Oh, and it was me that started depicting Jesus as a white man. I’m pretty proud of how much that caught on.
Q9. Can we have a book recommendation from you?
Well, Anton LaVey’s Satanic Bible is a must read, as is the Marquis De Sade’s 120 Days of Sodom, but the most engaging thing I’ve read recently was the novella Prezident Scumbag! by Rupert Dreyfus, which is a deadly serious, far-right-propaganda piece depicting stupid peace-wanting crusty hippies as the worthless pieces of shit they are, whilst also displaying how important it is that we have someone like Donald Trump in charge of everything; although there was some weird-ass British humour in that book which, admittedly, I might have misunderstood.

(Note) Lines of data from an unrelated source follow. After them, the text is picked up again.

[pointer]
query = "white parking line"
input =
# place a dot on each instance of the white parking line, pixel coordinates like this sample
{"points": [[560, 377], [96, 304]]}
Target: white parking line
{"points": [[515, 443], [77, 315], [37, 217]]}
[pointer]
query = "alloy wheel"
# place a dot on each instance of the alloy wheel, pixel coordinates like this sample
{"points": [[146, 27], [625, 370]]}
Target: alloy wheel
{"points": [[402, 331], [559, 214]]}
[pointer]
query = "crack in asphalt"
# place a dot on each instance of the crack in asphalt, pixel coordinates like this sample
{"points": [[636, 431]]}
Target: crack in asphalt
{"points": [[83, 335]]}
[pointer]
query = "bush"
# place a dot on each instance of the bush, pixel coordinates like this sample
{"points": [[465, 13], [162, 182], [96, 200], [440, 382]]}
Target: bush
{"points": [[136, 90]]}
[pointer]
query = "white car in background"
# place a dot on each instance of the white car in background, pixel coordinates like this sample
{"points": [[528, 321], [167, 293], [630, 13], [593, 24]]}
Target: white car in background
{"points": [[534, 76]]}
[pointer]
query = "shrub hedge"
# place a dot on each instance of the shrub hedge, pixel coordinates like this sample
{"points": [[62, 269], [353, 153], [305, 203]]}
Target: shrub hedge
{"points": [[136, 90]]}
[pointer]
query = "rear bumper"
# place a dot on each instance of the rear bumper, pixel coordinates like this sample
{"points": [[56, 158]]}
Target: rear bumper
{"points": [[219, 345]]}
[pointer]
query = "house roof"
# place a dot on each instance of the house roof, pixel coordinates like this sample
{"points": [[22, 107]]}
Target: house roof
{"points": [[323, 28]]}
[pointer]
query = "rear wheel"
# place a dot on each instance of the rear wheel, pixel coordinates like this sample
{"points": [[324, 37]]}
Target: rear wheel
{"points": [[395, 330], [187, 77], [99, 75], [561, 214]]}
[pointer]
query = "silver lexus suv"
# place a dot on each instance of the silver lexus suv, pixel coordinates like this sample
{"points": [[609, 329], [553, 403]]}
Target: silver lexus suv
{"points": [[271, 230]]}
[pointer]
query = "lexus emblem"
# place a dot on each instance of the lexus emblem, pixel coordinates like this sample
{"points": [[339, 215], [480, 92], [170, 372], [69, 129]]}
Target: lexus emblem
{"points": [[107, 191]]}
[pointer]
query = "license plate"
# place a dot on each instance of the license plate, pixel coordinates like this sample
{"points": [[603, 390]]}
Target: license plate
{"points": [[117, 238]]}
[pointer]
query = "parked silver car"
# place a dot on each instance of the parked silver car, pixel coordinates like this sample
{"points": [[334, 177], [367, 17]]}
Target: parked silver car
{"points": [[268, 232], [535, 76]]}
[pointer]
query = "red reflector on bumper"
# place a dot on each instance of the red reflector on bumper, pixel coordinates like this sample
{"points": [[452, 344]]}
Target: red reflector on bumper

Q10. Unless Donald Trump suddenly starts saving lost kittens I assume he will be coming to you for a stay one of these days….What you got planned for him?
I was a supporter of Trump’s from the get-go, but I am a bit worried that when he gets down here, he’ll be trying to take over. In fact, I’ve already heard rumours that he wants to build a wall between Hell and Purgatory, so I’ll need to keep my eye on him. I’m planning to keep him sedated by having Genghis Khan fart in his face every five minutes for all of eternity. Trust me, it’s worse than it sounds – I’ve never known anyone’s farts to be as smelly and debilitating as Genghis Kahn’s.
Any last words before you get back from whence you came?
Your cover mucks socks in Hell!
Er, do you mean ‘Your mother sucks cocks in Hell?’
Mm? Oh, um, yes… that’s what I meant to say: Your mother sucks cocks in Hell!
It doesn’t sound quite as horrifying as when you first said it.
Really? Oh, should I do it again then?
I would like to thank the worlds mightiest poet, Harry Whitewolf, for allowing Satan to use him like a ventriloquist’s doll…I hope the experience wasn’t too uncomfortable for you and I’ve been assured you’ll be able to walk straight in a few days.